GOD BLESS THE MOSSAD!
Pods on wiki-leaks for telling on Israel.
GOD BLESS THE MOSSAD!
Piss on wiki-leaks for telling on Israel.
Microsoft system 7 is crap code.
So, the Iranians should have used UNIX or Linux instead?
How about OpenVMS?
Siemens used Microsoft
Snow Leopard?
None of it matters. muslims have not invented anything in over 1,000 years - being a copy-cat and thinking your important is a silly position.
Must have been Israel that planted this bug. If it had been done by us, why didn’t we give it to North Korea too?
... and the first best story ever told is ... ?
I hope Siemens had a hand in this Search and Destroy as I’m getting a second Siemens hearing aid on the 2nd...
If you go to the Sky News video, you come away with the idea that this technology is aimed at the West and we are so far behind the curve that we have already lost the Cyberwar of the future because we are so far behind.
To the contrary, I believe this shows the world just how far in advance the West is in cyberwarfare—and the glimpse that the mystery hackers allowed the rest of the world to see was specifically meant to demonstrate our lead as a warning.
At least I hope so.
May God bless and protect Israel.
The Greatest Story Ever Told?
I don’t know much about this stuff, but I wonder if the thing could be like certain trojans: you think you’ve gotten rid of them, you wipe the hard drive and reinstall everything, and six months or six weeks later the damn thing is back.
Ah, didn’t know that was a movie.
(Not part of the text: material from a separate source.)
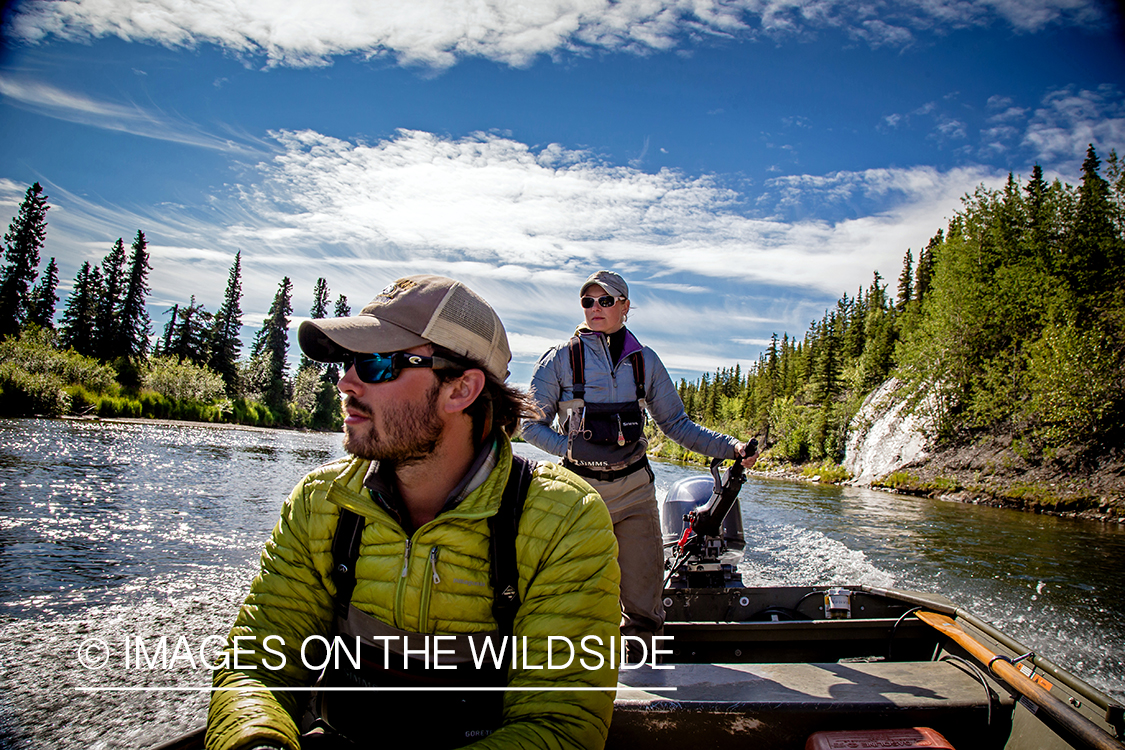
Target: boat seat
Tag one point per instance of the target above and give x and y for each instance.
(779, 705)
Looked it up. Thanks.
This is a classic rock and a hard place problem. Clamp down tight, kill efficiencies. Don't clamp down and get hit again...
I cant imagine why theyd do that unless Siemens itself is part of this or is under heavy pressure from the German government to cooperate.
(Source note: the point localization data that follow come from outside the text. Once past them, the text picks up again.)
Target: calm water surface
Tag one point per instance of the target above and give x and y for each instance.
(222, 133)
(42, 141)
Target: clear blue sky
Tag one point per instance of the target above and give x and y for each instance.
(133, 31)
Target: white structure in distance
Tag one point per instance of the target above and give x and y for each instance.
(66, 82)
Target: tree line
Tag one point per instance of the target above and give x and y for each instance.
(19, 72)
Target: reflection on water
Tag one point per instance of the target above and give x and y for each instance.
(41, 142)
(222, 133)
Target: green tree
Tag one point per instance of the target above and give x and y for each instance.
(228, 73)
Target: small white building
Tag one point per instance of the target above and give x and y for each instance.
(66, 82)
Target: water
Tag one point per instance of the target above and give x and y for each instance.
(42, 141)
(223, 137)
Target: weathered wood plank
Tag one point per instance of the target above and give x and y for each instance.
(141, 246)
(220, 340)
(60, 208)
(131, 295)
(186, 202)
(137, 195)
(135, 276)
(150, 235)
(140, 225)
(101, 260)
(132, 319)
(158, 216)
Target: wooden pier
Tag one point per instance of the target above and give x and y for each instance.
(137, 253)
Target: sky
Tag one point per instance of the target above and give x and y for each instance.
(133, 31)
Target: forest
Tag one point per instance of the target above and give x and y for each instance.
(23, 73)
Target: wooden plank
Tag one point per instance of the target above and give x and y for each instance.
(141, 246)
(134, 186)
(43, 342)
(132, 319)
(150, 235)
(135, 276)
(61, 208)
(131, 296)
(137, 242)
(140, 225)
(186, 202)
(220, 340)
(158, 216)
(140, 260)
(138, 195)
The password in question is the database access password use by the SCADA software. It cannot be changed without a software update apparently. Just bad design, not nefarious pressure. From Siemens' website:
The user login and the password for WinCC are freely definable and have nothing to do with access to the internal database. The internal system authentication from WinCC to the Microsoft SQL database is based on pre-defined access data. This data is not visible for the customer and is used as an internal system mechanism for communication between the WinCC system components and the database. Changing the access data would impede communication between WinCC and the database and is therefore not recommended. Tightening up authentication procedures is being examined.
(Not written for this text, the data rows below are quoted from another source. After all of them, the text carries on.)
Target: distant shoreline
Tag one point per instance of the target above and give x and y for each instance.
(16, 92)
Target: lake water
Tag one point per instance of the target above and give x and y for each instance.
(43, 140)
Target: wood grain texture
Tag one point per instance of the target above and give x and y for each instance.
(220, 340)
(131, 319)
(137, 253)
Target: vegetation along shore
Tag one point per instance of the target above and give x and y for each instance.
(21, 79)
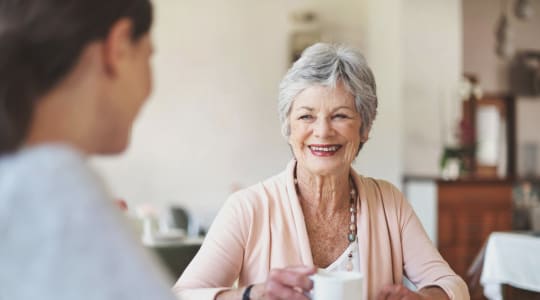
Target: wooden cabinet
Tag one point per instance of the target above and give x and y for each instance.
(468, 211)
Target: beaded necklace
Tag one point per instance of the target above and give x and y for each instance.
(352, 234)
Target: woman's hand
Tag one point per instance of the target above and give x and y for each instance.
(398, 292)
(287, 283)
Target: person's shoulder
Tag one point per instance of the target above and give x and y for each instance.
(41, 159)
(54, 171)
(383, 185)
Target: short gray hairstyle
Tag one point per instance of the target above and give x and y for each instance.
(327, 65)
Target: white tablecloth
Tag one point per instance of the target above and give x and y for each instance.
(511, 258)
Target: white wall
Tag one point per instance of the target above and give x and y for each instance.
(211, 122)
(432, 55)
(479, 20)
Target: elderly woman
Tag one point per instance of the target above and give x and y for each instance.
(319, 213)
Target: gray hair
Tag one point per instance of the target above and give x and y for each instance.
(327, 65)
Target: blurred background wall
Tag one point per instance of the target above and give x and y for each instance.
(211, 124)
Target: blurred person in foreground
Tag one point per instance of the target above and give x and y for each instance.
(320, 213)
(73, 75)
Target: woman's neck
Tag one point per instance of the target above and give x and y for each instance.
(323, 194)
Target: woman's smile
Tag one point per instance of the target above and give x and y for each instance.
(324, 150)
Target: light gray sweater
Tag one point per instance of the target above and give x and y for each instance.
(61, 238)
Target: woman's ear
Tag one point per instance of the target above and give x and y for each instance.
(117, 46)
The other thing about this article that I think is wrong is that the certificate stolen from Realtek would have been used to sign software executables to hide them from Windows and from scanning software by making it look like a legitimate driver or application from Realtek.
I am not a nuclear physicist, but since centrifuge cascades are in series, not parallel, I would think that ALL of the centrifuges would have to work correctly at the same time, requiring very high reliability.
Would you want to reuse centrifuges that had been monkeyed with by Stuxnet in series with known good centrifuges?
It just keeps getting better. Are you feeling lucky, Mahmoud?
That’s all sorts of awesome. Of course, knowing the problem is one thing. Knowing how to fix the problem, quite another.